Prof. Dr.
Haydar Baş'ın Rahmet-el lil Alemin adlı eserinden alınmış yazısıdır.
"İnsanın yaratılışının sebebi Allah'ı (c.c) bilmek, bulmak ve tanımaktır. Nitekim ilk ayette "seni yaratan Rabbinin adıyla oku."(Alak 1) buyrulmaktadır.
Rab, kelimesi terbiye eden, demek olduğuna göre; görmek, işitmek, koklamak ve hissetmeyi sağlayan organların bu vazifeyi kusursuz yapmalarının hikmeti Allah'ın (c.c) onlara verdiği terbiyedendir.
Aklın, beynin, kalbin çalışmalarının noksansız ve kusursuz olmaları da Allah'ın (c.c) koyduğu esasa kesinlikle itaatlerini ifade etmektedir.
Böylece insanın maddi ve manevi bünyesine bu kabiliyeti verenin, yani 'Rabbin' adıyla denmesinin hikmeti, Allah'ın (c.c) sanatını düşünerek bizi, kendi zatını tanımaya davet etmesidir…
İnsanın dünyaya gelmesi lütuftur
"Cenab-ı Hakk'ın kerem sıfatından bahisle, insanın bir lütuf eseri olarak dünyaya geldiği zikredilir. İkram ve lütuf; hak sahibi olma hakkına sahip olmadığı halde, hak sahibi olmaktır…
Yani insan, dünyaya gelme hakkına sahip olmadığı halde, Allah'ın (c.c) değişik ikramlarına muhatap olmuştur.
İkram ve lütufta eşitlik aranamaz
Allah (c.c) herkese dilediği kadar lütfetmiştir. Akıl, mal, mülk, evlat, rütbe nevinden az veya çok oluşu O'nun ikramıdır.
İkram ve lütufta eşitlik aranamaz. Yani hiç kimse, 'niçin bana filanca kadar vermedin' diyemez.
Zira O'nun verdiği, kereminin sonucudur.
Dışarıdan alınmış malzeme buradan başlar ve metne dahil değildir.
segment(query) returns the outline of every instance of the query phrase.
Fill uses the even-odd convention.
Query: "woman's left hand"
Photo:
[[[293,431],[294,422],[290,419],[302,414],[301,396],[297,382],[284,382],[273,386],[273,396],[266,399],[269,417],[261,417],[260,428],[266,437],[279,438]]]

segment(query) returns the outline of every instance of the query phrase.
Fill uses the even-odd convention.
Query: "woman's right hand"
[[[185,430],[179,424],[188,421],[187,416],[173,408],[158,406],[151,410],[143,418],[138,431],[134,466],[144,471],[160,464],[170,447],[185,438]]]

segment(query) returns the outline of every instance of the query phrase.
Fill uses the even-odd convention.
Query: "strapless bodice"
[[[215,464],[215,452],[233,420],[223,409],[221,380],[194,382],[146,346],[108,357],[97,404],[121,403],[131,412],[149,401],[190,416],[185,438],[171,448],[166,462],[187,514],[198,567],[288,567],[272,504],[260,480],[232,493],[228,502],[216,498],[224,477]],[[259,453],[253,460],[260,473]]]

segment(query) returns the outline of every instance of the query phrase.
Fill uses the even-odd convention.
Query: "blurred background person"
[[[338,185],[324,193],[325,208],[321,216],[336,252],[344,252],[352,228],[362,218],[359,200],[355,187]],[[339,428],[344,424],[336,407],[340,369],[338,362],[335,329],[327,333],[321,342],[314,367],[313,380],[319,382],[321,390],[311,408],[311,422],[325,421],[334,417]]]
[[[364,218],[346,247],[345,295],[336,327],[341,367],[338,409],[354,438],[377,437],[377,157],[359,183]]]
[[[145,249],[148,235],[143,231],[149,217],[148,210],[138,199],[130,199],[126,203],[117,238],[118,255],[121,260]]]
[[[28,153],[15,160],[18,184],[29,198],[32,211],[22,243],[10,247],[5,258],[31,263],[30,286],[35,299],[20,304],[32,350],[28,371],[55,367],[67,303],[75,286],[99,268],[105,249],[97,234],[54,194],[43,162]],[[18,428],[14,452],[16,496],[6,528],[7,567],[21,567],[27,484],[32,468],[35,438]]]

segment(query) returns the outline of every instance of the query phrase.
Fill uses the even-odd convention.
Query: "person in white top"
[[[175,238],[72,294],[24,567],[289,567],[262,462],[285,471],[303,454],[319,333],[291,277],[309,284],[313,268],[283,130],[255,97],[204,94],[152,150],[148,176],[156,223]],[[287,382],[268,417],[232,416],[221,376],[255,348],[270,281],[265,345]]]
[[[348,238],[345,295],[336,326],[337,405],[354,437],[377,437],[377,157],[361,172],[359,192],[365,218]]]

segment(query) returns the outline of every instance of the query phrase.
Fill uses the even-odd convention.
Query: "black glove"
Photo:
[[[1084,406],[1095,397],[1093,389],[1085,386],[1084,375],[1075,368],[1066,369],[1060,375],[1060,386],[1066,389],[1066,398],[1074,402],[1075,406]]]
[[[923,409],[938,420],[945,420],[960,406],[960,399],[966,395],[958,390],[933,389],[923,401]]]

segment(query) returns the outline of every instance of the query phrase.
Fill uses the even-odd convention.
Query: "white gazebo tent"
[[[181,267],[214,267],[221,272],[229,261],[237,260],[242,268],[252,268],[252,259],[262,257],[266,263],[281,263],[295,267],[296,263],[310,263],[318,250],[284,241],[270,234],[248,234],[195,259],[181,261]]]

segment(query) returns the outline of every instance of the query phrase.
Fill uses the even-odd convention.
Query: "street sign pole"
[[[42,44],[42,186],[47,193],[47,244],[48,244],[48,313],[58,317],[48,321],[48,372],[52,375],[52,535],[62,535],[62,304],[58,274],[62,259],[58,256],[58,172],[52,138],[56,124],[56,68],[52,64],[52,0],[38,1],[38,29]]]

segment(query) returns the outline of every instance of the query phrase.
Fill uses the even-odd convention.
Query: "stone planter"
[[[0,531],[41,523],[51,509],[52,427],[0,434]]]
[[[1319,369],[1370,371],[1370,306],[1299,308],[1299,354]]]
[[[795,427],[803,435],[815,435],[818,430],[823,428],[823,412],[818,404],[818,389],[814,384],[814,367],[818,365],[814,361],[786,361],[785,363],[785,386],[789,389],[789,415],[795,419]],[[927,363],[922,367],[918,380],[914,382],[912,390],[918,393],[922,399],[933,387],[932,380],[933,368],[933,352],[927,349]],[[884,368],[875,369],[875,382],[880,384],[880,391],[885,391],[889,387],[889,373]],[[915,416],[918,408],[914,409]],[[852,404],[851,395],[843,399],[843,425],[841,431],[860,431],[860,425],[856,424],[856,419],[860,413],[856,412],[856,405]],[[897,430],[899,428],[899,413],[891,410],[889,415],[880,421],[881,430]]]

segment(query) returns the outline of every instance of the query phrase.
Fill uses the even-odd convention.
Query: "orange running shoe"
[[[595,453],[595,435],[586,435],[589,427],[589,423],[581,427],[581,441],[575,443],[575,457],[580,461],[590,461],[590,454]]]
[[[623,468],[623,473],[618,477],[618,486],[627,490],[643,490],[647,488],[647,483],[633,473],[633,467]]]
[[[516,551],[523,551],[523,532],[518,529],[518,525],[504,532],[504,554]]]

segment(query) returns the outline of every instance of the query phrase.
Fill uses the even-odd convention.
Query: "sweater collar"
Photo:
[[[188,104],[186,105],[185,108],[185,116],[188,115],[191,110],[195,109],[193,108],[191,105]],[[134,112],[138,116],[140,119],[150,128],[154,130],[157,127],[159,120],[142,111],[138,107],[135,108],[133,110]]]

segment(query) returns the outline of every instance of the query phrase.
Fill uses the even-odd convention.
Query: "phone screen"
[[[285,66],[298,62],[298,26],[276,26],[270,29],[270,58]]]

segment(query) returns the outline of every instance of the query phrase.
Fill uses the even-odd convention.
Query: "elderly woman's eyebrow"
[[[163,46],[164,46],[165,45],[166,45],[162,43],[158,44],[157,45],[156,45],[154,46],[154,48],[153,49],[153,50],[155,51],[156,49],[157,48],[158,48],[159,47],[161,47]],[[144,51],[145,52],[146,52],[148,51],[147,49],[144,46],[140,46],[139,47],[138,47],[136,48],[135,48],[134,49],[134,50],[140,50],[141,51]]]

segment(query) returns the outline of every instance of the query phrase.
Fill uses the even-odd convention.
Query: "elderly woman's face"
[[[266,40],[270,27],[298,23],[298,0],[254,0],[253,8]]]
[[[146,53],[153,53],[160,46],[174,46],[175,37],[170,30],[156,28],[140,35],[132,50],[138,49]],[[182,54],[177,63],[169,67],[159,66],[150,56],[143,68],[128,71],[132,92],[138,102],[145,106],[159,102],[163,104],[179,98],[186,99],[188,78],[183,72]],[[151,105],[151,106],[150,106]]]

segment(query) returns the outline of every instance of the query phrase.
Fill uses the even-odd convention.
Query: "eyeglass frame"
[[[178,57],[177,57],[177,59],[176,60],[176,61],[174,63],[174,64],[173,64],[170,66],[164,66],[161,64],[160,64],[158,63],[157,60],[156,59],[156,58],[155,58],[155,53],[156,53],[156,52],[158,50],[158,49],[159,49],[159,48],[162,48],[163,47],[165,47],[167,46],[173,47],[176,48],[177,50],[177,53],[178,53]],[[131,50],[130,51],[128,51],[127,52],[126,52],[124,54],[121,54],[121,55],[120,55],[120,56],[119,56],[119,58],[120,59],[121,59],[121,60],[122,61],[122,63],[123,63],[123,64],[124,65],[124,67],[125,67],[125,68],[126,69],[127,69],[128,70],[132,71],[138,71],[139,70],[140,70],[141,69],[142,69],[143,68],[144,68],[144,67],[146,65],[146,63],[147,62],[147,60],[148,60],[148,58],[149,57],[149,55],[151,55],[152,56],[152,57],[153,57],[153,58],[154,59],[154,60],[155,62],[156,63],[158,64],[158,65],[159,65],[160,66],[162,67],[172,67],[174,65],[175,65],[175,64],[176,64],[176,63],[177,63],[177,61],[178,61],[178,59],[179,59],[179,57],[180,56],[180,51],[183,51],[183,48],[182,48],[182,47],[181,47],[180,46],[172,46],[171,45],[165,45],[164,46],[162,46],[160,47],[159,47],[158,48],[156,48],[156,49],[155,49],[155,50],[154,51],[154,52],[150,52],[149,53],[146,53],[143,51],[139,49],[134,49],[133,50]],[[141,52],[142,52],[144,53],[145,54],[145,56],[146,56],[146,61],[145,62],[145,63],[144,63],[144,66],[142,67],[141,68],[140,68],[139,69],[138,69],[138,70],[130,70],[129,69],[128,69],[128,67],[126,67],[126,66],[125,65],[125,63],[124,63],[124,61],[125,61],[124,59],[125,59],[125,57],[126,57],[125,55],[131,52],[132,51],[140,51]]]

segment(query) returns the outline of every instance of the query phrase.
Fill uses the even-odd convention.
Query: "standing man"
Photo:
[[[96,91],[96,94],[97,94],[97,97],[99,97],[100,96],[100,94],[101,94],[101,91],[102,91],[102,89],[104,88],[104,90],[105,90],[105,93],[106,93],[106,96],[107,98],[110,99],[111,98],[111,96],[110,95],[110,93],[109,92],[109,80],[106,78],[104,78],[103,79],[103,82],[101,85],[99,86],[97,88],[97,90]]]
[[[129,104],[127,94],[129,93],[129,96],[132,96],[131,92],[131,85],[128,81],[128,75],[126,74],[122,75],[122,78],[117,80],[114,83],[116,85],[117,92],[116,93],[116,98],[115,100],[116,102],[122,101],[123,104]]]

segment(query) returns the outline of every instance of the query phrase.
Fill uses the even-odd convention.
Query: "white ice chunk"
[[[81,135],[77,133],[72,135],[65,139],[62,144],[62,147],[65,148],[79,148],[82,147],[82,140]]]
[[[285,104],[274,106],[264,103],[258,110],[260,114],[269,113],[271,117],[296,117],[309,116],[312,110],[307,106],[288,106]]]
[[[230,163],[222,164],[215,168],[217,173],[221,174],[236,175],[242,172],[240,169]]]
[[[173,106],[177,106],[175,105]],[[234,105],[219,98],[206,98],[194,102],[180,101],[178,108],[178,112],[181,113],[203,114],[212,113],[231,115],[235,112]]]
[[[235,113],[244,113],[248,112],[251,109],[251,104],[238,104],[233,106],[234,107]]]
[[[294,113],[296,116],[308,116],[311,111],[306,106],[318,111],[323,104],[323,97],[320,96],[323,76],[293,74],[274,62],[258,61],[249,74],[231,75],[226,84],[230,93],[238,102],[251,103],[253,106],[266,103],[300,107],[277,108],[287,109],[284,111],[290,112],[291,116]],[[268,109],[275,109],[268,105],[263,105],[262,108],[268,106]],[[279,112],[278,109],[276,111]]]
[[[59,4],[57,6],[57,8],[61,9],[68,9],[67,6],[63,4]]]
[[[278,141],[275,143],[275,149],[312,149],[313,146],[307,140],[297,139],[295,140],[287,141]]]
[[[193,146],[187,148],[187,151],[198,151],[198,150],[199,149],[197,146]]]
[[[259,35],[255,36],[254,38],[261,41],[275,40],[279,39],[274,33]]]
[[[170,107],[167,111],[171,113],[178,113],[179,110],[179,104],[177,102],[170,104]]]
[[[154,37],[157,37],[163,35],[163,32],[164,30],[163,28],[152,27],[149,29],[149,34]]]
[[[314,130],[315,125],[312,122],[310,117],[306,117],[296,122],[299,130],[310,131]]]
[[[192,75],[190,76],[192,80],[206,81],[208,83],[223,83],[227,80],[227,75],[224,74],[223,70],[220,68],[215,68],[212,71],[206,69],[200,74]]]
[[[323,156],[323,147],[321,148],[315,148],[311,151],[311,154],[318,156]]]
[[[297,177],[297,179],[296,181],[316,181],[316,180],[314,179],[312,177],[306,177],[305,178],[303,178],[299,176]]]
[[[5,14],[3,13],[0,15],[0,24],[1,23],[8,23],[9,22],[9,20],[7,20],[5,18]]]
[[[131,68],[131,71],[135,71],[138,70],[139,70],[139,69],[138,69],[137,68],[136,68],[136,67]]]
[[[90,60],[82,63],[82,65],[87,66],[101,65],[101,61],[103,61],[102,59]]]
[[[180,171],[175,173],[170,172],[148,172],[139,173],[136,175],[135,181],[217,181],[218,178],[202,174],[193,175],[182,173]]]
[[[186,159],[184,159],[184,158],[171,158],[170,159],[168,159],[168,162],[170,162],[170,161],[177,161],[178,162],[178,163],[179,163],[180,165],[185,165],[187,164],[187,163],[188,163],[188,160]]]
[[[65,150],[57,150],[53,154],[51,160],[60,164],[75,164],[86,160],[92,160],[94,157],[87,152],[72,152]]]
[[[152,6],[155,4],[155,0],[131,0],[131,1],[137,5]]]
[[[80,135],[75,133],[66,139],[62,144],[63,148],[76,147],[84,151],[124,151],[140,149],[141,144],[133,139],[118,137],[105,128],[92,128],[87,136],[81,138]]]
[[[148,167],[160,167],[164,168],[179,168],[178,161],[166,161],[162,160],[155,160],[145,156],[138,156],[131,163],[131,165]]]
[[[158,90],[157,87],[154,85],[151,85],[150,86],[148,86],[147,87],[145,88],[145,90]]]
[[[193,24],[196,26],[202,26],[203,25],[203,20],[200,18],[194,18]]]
Zaten insanın var olma hakkı yoktu ki, mülkiyetinin fazlasını talep etme hakkı olsun.
Bu noktada şunu da belirtmek lazım, bütün bunlara rağmen Allah (c.c) adil olduğu için herkesi kendi şartları ve sahip olduğu imkânlarıyla imtihan eder…"
Mümin kullara Allah'ın yardımı her şartta yetişir
"Hangi zor şartlarda olursa olsun Allah'ın (c.c) nusratı (yardımı) daima inanmış kullara yetişir.
Bütün kapıların kapanıp, her şeyin bittiği zannedildiği an, Allah (c.c) lütuf ve ihsan kapılarını açıp, kudretini mü'min kulunun üzerinde tecellisi ile göstererek, aşılamayacak engel bırakmaz…"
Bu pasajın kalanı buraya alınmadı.